営業マン時代、僕は「顧客の課題を解決すること」に命をかけてきた。目の前の顧客が、人生最大の課題に直面して、泣いている。それを「金にならないから」と切り捨てるのが、僕の誇った『一流の仕事』だったのか。それに、何より。膝の上の骨壺を死に物狂いで守ろうとする正さんの姿が、僕を「お寺の子」として拒絶し続け、それでも最後まで僕を待ち続けて死んだ、あの頑固な父親の背中と、どうしようもなく重なって見えてしまった。
「……待ってください、佐藤さん」
気がつけば、僕は声をかけていた。「雅英?」お茶を替えに来た母が、目を見開いて僕を見る。僕は母を一瞥し、それからまっすぐに老夫婦を見据えた。
「ビジネスマンとして、一つ提案をさせてください」
「提案……?」
僕はノートパソコンを引き寄せ、新しい画面を立ち上げた。
「当寺の樹木葬【木漏れ日の詩】は、一区画80万円です。これは『一人の埋葬』を前提とした価格設定です。ですが……もし、同じ区画に、ご家族が共に眠る形にするなら、オペレーションコストはそれほど変わりません」
僕はキーボードを叩き、その場で新しい規約を打ち込んだ。
「特例を設けます。息子さんの埋葬料として、まず今、お二人の手元にあるだけの金額、そうですね……20万円を内金としていただきます。これで、息子さんの永代供養の権利は確定です。当寺が責任を持って、未来永劫、この子を守ります。ゴミになんて、絶対にさせません」
老夫婦が息を呑む。
「精度を高めるために、残りの60万円は、お二人の『生命保険の受取人』を新政寺に指定していただく、あるいは遺言信託の形をとる。お二人が天寿を全うされた後、その保険金から残金を精算させていただきます。もちろん、お二人も、息子さんと同じ木の根元に、一緒に埋葬させていただきます。死ぬまで、いえ、死んだ後も、ずっと三人一緒です。これなら、今の手元資金を失うことなく、お二人の葬儀も、その後の供養もすべて解決します」
これは、金融ソリューションを応用した、お寺版の「リバースモーゲージ(自宅を担保にした老後資金調達)」だ。寺としては、キャッシュの回収は遅れるが、将来的な売上は確定するし、何より三体分の供養を一件の区画で処理できるため、実質的な利益率は悪くない。
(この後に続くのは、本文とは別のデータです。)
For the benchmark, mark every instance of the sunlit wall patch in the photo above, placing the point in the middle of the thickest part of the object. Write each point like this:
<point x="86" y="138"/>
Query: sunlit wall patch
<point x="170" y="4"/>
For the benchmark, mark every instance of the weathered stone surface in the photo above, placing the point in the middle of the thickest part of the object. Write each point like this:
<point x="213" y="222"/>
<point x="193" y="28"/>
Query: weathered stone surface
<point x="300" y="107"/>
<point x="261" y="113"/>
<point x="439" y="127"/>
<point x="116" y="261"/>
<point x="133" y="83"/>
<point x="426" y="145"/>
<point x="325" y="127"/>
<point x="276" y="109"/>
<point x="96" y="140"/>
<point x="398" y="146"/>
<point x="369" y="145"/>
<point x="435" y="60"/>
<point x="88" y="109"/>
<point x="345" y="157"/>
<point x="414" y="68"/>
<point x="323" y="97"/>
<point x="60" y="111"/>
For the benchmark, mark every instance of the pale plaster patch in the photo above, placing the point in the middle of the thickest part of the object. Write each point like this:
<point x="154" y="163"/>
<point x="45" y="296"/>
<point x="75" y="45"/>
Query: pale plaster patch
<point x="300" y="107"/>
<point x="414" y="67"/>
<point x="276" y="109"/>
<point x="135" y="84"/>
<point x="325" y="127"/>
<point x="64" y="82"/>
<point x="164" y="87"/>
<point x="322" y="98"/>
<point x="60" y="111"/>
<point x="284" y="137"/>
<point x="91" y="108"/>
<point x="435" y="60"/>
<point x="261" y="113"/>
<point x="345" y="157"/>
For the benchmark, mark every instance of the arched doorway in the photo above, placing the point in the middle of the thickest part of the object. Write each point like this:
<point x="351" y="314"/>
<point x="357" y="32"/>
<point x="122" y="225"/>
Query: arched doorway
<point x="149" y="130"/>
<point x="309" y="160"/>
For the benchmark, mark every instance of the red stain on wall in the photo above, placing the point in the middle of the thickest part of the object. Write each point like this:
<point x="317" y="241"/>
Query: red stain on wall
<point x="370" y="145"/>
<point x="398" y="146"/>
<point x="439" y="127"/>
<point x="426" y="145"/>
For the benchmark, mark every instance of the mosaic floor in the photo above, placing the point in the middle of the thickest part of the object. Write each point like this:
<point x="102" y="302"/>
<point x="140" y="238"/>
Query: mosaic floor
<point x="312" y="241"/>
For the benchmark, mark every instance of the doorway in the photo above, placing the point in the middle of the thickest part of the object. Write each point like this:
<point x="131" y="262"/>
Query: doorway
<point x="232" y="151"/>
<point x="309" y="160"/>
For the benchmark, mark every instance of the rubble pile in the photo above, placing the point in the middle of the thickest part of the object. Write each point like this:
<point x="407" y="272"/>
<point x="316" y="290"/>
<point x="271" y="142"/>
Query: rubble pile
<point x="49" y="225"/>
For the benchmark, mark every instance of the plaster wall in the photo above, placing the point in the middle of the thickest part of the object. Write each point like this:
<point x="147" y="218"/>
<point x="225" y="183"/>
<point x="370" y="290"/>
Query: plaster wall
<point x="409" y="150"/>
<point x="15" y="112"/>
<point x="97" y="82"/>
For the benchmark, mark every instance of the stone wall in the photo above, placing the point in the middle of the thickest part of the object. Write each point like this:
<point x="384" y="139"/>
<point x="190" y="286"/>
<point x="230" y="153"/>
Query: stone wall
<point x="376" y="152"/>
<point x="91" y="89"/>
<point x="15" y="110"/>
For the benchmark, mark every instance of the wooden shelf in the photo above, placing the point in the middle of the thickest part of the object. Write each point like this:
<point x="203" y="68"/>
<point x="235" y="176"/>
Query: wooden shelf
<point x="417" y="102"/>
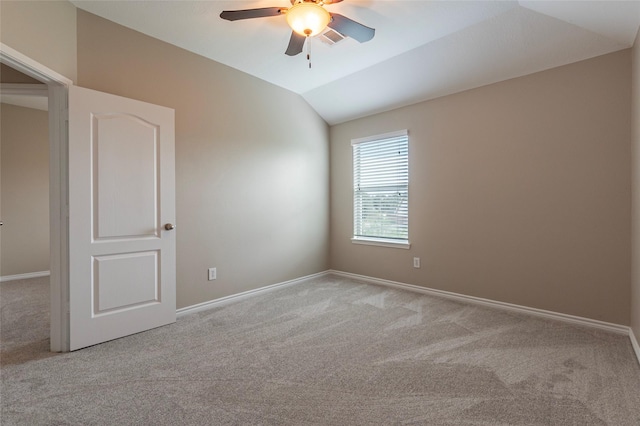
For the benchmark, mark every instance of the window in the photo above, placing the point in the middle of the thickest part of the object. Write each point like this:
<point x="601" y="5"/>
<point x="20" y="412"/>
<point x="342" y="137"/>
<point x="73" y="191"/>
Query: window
<point x="381" y="190"/>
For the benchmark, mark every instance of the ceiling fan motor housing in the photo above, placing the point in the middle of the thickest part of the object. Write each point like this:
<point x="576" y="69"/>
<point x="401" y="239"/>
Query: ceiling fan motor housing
<point x="307" y="18"/>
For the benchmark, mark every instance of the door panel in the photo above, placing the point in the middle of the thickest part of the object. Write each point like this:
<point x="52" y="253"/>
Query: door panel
<point x="121" y="193"/>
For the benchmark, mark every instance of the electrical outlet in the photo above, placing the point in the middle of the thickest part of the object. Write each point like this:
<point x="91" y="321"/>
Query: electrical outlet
<point x="212" y="274"/>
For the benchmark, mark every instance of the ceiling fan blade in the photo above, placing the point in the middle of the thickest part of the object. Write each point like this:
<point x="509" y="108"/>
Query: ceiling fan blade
<point x="296" y="43"/>
<point x="234" y="15"/>
<point x="350" y="28"/>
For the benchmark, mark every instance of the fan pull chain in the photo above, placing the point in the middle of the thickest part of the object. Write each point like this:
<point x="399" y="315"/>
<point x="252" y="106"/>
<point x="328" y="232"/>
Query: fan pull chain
<point x="309" y="50"/>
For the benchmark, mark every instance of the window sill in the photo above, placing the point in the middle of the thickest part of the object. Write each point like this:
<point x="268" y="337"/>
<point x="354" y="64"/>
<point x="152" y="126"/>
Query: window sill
<point x="381" y="242"/>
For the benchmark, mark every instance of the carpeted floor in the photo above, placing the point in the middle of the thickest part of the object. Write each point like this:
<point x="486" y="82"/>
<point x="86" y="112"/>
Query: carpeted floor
<point x="328" y="352"/>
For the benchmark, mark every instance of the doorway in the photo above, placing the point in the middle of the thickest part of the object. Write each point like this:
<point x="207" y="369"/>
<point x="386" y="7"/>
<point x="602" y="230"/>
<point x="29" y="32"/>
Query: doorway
<point x="56" y="91"/>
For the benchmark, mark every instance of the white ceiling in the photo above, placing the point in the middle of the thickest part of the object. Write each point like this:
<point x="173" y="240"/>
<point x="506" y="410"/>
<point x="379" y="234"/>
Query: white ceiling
<point x="422" y="49"/>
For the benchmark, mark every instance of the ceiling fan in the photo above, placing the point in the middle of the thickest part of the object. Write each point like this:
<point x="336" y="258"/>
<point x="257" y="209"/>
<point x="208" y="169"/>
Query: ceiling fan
<point x="306" y="18"/>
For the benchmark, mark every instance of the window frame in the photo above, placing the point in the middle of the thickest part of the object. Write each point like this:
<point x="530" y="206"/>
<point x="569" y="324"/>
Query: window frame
<point x="373" y="240"/>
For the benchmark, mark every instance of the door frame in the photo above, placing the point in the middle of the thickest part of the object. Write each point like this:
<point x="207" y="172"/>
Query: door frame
<point x="57" y="90"/>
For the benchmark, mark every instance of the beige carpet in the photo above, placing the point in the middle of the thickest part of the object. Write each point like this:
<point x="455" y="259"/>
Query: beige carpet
<point x="328" y="352"/>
「そんな……そんな都合の良いことが、できるのかね……?」
正さんが、信じられないというように目を見開いた。
「できます。僕が住職ですから。当寺のルールは僕が決める」
僕は法衣の袖をパッと翻し、不敵に微笑んだ。
「お墓は、ただの石の箱じゃありません。残された人の不安を無くし、逝く人の尊厳を守るための『システム』です。佐藤さん、僕に、息子さんの未来をコンペさせてください。絶対に、後悔はさせません」
フミさんが、声を上げて泣き崩れた。正さんも、風呂敷包みを抱きしめたまま、ポロポロと大粒の涙を畳にこぼした。
「ありがとう……ありがとう、お坊さん。この子を……この子を、よろしくお願いします……」
何度も何度も頭を下げる老夫婦を見送りしながら、僕は深く息を吐き出した。
「雅英」
後ろから、母の温かい声がした。振り返ると、母はどこか嬉しそうに目を細めていた。
「あなた、やっぱりお父さんの子ね。やってることは難しくてよく分からないけど……お父さんも、困った人が来ると、すぐにああやって、決まりなんて無視して助けちゃってたわ」
「一緒にするなよ」
僕はぶっきらぼうに言って、パソコンを閉じた。
「僕はビジネスとして、確実な将来債権を確保しただけだ。非合理な親父の真似をしたわけじゃない」
そう言いながらも、僕の胸の奥は、東京で一億円の契約を勝ち取った時よりも、ずっと熱く、激しく波打っていた。手に入れた内金は、20万円。2億円の借金に対して、あまりにも微々たる数字だ。だが、泥にまみれた法衣の重みが、ほんの少しだけ、心地よく感じられ始めていた。
「さあ、一件落着だ。……って、ん?」
スマートフォンの画面を見た僕は、硬直した。新政寺の樹木葬のホームページに、一件のメッセージが届いていた。
『伝統ある新政寺の境内で、ふざけた商売を始めるな。即刻中止せよ。さもなくば、檀家総出でそちらに乗り込む』
差出人は、長老檀家。どうやら、僕の目の前には、借金よりも先に、面倒な「お墓戦争」の壁が立ちはだかっているらしい。